Publié le 26 février 2016 par Patriceb @cestpasmonidee
Le mois dernier, j'évoquais les 6 clés d'une vision centrée sur le client, celle-ci restant un mythe dans nombre d'entreprises, malgré leurs prétentions. Dans la même veine, Jake Sorofman (Gartner) insiste sur l'une des plus importantes d'entre elles, celle qui constitue le socle sur lequel s'appuient toutes les autres : la connaissance du client.
Sa réflexion émerge d'un constat simple. Quand il s'agit d'identifier les besoins des clients, de manière à mettre l'organisation en position d'y répondre, ce sont souvent des stéréotypes déformés qui sont pris en référence. Définis par des gens du sérail qui y projettent (involontairement, en général) les valeurs de l'entreprise, quand ils ne les réduisent pas à leur expérience personnelle, ancrés dans des modèles statiques rapidement dépassés…, ils ne reflètent pas la réalité des attentes à combler.
La solution à ce problème est évidente : la connaissance du client doit s'abstraire des biais de l'organisation et des individus qui cherchent à la capturer. Pour ce faire, Jake Sorofman suggère le recours à des intervenants extérieurs, capables d'amener l'objectivité et l'expertise nécessaires pour observer, analyser et décrypter ce que les consommateurs expriment souvent de manière indirecte et obscure, quand ils interagissent avec l'entreprise, voire même lorsqu'ils sont interrogés explicitement.
Malheureusement, il est désormais difficile de se satisfaire de la constitution d'un (ou de quelques) profil(s) type(s). À l'ère de l'ultra-personnalisation des services, la connaissance du client doit s'affiner, et devenir individuelle. À l'extrême, l'idée de se glisser dans la peau des consommateurs afin de « coller » à leurs besoins va faire ressortir une expérience unique pour chacun d'eux. À ce stade d'ambition, le défi prendra une autre dimension, qui ne pourra se traiter par les méthodes traditionnelles.
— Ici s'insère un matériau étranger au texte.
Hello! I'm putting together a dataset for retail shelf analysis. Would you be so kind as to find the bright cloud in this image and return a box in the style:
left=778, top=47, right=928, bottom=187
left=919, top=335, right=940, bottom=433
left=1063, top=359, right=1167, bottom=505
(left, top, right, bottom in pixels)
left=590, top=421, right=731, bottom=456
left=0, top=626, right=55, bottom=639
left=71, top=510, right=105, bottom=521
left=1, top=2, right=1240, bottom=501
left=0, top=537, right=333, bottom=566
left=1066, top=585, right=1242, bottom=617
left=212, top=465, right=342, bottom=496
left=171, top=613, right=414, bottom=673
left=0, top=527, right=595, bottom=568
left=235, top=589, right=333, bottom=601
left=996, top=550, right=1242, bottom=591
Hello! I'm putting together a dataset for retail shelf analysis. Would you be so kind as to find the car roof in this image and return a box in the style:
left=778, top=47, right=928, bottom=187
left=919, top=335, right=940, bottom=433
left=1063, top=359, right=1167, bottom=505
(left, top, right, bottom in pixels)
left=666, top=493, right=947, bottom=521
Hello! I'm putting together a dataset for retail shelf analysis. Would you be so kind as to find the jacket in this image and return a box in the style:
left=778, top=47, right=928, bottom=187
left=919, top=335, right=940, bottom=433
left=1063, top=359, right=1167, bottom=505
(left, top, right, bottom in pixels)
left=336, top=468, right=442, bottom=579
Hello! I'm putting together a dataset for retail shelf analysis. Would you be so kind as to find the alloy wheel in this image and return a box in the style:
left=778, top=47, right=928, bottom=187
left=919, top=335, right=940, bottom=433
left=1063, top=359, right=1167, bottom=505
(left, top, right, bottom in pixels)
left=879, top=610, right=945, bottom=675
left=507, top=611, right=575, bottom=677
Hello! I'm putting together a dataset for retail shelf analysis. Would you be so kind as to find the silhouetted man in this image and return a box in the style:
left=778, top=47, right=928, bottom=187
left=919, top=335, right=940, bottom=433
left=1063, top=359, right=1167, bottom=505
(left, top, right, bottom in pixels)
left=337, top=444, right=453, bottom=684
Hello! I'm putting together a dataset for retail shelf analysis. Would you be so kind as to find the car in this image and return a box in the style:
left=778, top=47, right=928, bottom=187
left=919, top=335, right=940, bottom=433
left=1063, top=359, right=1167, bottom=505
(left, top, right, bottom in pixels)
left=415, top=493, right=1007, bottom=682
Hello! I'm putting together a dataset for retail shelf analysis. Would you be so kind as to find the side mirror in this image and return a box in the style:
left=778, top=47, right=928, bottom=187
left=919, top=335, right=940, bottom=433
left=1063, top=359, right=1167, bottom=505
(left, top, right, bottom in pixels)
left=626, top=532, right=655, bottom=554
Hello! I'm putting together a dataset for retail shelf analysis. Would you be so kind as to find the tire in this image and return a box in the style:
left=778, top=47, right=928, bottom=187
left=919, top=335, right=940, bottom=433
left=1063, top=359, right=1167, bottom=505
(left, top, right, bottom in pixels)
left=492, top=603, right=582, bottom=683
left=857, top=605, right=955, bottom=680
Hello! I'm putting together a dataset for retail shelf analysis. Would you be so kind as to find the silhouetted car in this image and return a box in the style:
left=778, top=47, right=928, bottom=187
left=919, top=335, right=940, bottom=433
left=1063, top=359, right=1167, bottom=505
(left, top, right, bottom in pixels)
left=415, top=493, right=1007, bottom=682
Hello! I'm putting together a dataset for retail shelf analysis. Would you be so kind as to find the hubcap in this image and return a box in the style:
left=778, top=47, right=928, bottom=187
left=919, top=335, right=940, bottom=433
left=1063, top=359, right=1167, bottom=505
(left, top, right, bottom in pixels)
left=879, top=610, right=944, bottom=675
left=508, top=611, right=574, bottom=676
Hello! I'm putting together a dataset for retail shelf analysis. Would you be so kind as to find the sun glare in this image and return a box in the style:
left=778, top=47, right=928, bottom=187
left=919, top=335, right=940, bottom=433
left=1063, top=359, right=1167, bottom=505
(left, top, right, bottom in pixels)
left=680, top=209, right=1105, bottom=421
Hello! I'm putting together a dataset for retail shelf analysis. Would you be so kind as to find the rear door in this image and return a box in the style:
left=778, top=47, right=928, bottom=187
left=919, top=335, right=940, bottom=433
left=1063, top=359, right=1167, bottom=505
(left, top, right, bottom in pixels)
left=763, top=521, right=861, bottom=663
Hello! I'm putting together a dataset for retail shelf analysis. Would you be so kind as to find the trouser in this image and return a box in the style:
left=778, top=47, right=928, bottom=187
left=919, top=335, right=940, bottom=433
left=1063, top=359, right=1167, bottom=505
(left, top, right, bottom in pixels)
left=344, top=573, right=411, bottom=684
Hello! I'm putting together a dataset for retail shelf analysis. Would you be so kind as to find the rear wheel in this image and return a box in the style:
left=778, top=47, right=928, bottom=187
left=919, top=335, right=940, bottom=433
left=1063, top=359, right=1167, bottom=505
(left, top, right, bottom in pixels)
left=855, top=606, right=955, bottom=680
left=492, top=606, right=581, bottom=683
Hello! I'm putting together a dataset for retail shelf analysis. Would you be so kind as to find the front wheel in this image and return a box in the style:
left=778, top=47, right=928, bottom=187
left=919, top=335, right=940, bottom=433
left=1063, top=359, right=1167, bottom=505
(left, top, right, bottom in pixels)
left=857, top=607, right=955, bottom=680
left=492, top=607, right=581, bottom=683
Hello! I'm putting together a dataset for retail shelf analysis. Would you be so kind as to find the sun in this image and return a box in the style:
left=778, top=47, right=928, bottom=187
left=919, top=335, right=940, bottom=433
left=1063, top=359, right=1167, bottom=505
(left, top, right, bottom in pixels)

En la matière, il faut rappeler qu'il s'est opéré une régression au fil du temps. Autrefois, la relation avec la banque était l'apanage quasi exclusif du conseiller, qui accumulait de la sorte une connaissance intime des clients dont il avait la charge. Puis, la généralisation des canaux à distance a fait progressivement disparaître la proximité qui existait alors : ce n'est pas en un ou deux entretiens par an (en moyenne, aujourd'hui) que la banque peut espérer capter les informations utiles à sa mission.
Même exploités correctement (ce qui est loin d'être le cas partout), les outils de CRM ne sont pas en mesure de suppléer à la raréfaction des contacts en face à face. Les informations que collectent les collaborateurs, en agence et en centre d'appel, éventuellement complétées de l'analyse des interactions en ligne ou mobiles, sont impuissantes à reconstituer un portrait global (« à 360° ») et actualisé du client. Dans ces conditions, l'objectif de délivrer un conseil personnalisé est illusoire.
Il ne serait pas raisonnable de croire qu'il sera possible de revenir au bon vieux temps. Il ne reste donc qu'a envisager une nouvelle approche. Voilà où les promesses de l'analyse intelligente des données peuvent prendre le relais. La banque mobile en constitue un vecteur idéal, en raison de son usage à très haute fréquence et par sa faculté de capturer des informations contextuelles en temps réel (la difficulté étant de ménager la susceptibilité des utilisateurs vis-à-vis des intrusions dans leur vie privée).
À tous les niveaux, la connaissance du client est critique pour les banques, surtout quand elles proclament des valeurs de proximité. Pourtant, elles accumulent dans ce domaine un retard croissant. Or, avant de préparer de nouveaux modèles de relation (humaine) en agence, la véritable urgence consisterait à combler cette lacune, faute de quoi le supposé conseil à valeur ajoutée ne sera guère que de la vente plus ou moins aveugle.